Predictability Equates to Stability

In this fluid world with conditions, parameters, expectations, and situations constantly in flux, it would seem to me that one’s positions on anything would also flex and change over time based on this.  Yet, when a politician reverses their stance on an issue due to new information, regulations, or negotiations, they are considered to be a flip-flopper or some other derogatory name.

However, to me, the most derogatory minds are the static ones that never change their position in an ever- changing world.  Surprisingly, unpredictability is considered a dangerous trait here in the United States.  Sure, criminal unpredictability is a bad thing for society, but unpredictability overall is a bad thing?

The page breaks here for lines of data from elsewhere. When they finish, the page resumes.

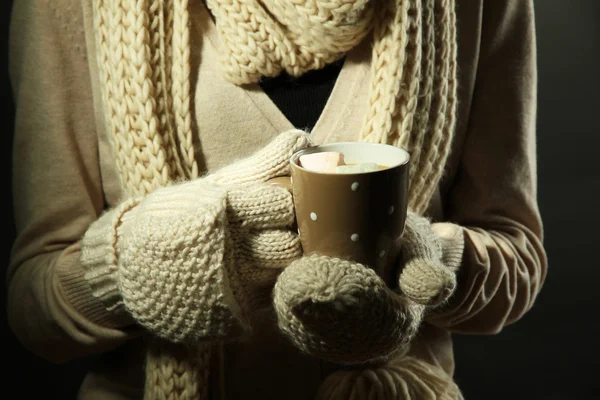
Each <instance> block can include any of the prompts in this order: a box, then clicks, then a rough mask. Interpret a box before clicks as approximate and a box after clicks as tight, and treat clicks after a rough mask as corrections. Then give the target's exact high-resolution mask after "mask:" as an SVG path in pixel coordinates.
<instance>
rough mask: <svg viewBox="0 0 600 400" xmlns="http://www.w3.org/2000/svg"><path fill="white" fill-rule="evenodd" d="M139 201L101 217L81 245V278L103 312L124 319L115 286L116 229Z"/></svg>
mask: <svg viewBox="0 0 600 400" xmlns="http://www.w3.org/2000/svg"><path fill="white" fill-rule="evenodd" d="M138 202H139V201H138V200H136V199H130V200H127V201H125V202H124V203H122V204H121V205H119V206H118V207H117V208H115V209H113V210H110V211H108V212H106V213H104V214H103V215H102V216H101V217H100V218H99V219H98V220H97V221H96V222H94V223H93V224H92V225H91V226H90V227H89V229H88V230H87V232H86V233H85V235H84V237H83V239H82V241H81V263H82V265H83V269H84V271H85V274H84V278H85V280H86V281H87V282H88V283H89V285H90V286H91V288H92V293H93V295H94V297H96V298H98V299H99V300H100V301H101V302H102V304H104V307H105V308H106V310H107V311H108V312H109V313H111V314H115V315H120V316H123V315H127V314H128V313H127V311H126V310H125V307H124V305H123V298H122V296H121V292H120V290H119V285H118V278H119V277H118V268H117V237H118V236H117V229H118V227H119V225H120V224H121V220H122V218H123V216H124V215H125V214H126V213H127V212H128V211H130V210H131V209H133V208H134V207H135V206H136V205H137V204H138Z"/></svg>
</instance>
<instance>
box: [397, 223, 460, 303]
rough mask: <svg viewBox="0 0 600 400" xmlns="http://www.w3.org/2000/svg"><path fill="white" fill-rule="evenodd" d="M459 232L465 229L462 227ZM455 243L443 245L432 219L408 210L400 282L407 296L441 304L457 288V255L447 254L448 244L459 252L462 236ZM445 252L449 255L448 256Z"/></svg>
mask: <svg viewBox="0 0 600 400" xmlns="http://www.w3.org/2000/svg"><path fill="white" fill-rule="evenodd" d="M457 232H459V233H462V230H458V231H457ZM458 239H459V240H457V241H456V245H455V244H454V243H450V246H443V242H442V240H441V238H440V237H439V236H438V235H437V234H436V233H435V232H434V230H433V228H432V225H431V222H430V221H429V220H428V219H427V218H424V217H422V216H419V215H417V214H415V213H413V212H409V213H408V215H407V218H406V227H405V229H404V233H403V235H402V264H403V266H404V267H403V269H402V270H401V274H400V278H399V284H400V290H401V291H402V293H404V295H406V297H408V298H409V299H411V300H413V301H414V302H416V303H419V304H424V305H428V306H433V307H435V306H438V305H440V304H441V303H443V302H444V301H446V300H447V299H448V298H449V297H450V295H451V294H452V293H453V292H454V289H455V288H456V274H455V272H456V269H458V265H456V261H455V258H451V257H448V256H447V254H448V251H446V252H444V249H445V248H448V249H451V251H453V252H456V250H457V249H456V247H457V246H458V247H460V248H459V249H458V250H460V253H461V255H462V242H463V240H462V238H458ZM445 255H446V257H445Z"/></svg>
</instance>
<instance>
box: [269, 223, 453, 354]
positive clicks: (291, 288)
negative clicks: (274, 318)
mask: <svg viewBox="0 0 600 400" xmlns="http://www.w3.org/2000/svg"><path fill="white" fill-rule="evenodd" d="M401 246H402V247H401V251H402V261H403V262H404V263H405V265H404V267H403V269H402V270H401V271H402V273H401V275H400V279H399V280H400V282H399V283H400V289H401V290H400V292H399V293H396V292H393V291H392V290H390V288H389V287H390V286H393V287H395V286H396V285H389V283H391V282H387V283H386V282H384V281H383V279H382V278H381V277H380V276H378V275H377V274H376V273H375V271H373V270H372V269H370V268H367V267H365V266H363V265H361V264H357V263H353V262H348V261H343V260H339V259H335V258H330V257H325V256H316V255H312V256H307V257H303V258H302V259H300V260H297V261H295V262H293V263H292V264H291V265H290V266H289V267H288V268H286V270H285V271H284V272H283V273H282V274H281V276H280V277H279V278H278V281H277V283H276V285H275V290H274V296H275V297H274V302H275V309H276V311H277V315H278V323H279V327H280V329H281V330H282V331H283V332H284V333H285V334H286V336H288V337H289V339H290V340H291V341H292V342H293V343H294V344H295V345H296V347H298V348H299V349H301V350H302V351H304V352H306V353H309V354H311V355H314V356H317V357H319V358H322V359H325V360H328V361H332V362H337V363H340V364H363V363H372V362H377V361H382V360H385V359H387V358H388V357H389V356H391V355H392V354H394V353H395V352H397V351H398V350H399V349H401V348H402V347H403V346H405V345H406V344H408V343H409V342H410V341H411V340H412V338H413V337H414V335H415V334H416V332H417V330H418V328H419V326H420V324H421V321H422V319H423V315H424V311H425V310H426V306H429V305H433V304H438V303H439V302H440V301H443V300H444V299H446V298H447V297H448V296H449V295H450V294H451V293H452V291H453V290H454V287H455V286H456V279H455V277H454V272H453V271H452V270H451V269H450V268H447V267H446V266H445V265H444V264H443V251H442V243H441V241H440V240H439V239H437V237H436V235H435V233H433V231H432V228H431V225H430V223H429V221H428V220H427V219H425V218H423V217H420V216H417V215H416V214H414V213H412V212H409V215H408V217H407V220H406V225H405V231H404V233H403V235H402V238H401Z"/></svg>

I can see how from a macro level, one would want to be able to accurately predict the outcome for anything for a variety of reasons, economic and otherwise. This would all predicate on the granular predictability of the individual.  But this stifling tool to maintain the status-quo also acts as a wet blanket forcing our faces into the pillow of conformity, destined to experience past pain and hardships in the present even though we do not have to.

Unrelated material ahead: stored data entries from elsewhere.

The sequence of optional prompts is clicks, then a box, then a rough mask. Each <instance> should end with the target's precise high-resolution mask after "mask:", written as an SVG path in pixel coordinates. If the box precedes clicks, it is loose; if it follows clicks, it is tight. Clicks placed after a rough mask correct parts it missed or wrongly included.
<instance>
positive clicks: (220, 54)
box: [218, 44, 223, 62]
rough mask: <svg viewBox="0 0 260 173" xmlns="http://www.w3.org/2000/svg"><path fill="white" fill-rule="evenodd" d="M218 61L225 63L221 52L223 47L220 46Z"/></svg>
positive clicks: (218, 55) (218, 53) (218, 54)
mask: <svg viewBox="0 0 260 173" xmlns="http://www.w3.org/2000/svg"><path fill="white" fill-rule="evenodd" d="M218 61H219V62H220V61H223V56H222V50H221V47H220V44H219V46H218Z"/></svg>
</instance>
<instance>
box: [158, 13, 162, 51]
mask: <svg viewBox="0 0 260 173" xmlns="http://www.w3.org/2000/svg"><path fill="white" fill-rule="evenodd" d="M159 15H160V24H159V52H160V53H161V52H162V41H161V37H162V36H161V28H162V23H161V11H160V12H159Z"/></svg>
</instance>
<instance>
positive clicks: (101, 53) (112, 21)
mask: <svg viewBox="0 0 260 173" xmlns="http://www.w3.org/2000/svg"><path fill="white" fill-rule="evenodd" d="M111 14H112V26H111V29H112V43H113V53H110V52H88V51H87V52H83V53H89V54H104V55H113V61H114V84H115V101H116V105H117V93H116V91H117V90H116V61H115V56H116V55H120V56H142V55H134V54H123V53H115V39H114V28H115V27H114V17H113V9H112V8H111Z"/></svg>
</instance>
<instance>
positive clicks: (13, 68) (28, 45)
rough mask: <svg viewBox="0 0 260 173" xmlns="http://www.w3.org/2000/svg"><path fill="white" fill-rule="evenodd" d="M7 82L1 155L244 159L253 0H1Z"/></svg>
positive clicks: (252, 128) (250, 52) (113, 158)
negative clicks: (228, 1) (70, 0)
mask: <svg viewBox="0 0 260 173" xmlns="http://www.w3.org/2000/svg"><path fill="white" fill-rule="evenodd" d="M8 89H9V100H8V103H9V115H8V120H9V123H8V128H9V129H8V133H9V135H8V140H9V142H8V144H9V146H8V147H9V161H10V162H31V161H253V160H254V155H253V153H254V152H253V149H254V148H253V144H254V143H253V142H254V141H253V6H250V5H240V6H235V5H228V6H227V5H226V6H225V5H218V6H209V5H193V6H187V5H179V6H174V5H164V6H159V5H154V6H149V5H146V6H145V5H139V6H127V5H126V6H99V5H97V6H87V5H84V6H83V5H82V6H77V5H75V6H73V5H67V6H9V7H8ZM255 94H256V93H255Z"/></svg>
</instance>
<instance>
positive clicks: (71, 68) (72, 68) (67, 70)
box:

I consider the ability to change one’s perspective on an issue to be a sign of intelligence, strength, and a real-time display of one’s ability to understand and react to what is really happening around them.  If adaptability is what defines the successful species in evolution, then rational unpredictability based on the actual reality would seem to be a critical trait.

But unpredictability is obviously and unabashedly criticized in just about every way possible.  Psychiatrists consider it a danger sign and a sign of instability, even insanity!  I think a mind that is completely stable, consistent and unchanging is a mind that is dead.  It is a mind that has stopped learning, stopped assessing, stopped calculating and has become an irrelevant relic frozen in time.  It is an ineffective tool to further the species or improve individual lives or that of the entire society.

Rational, thoughtful unpredictability is something that should be striven for, admired, sought after, and prized, not shunned and labeled in a negative manner.  The most intelligent minds are also the most open and pliable.  They are also the minds that are the best at adapting to the fluid, ever-changing world in which we find ourselves.   If one does not find themselves at opposite ends of any issue ever, then they must open their metaphorical eyes to their brain’s atrophy.

To be still is to be dead. To be moving, to be fluid is to be alive.  Consistency will slowly change from a beneficial anchor into a fatal deadweight.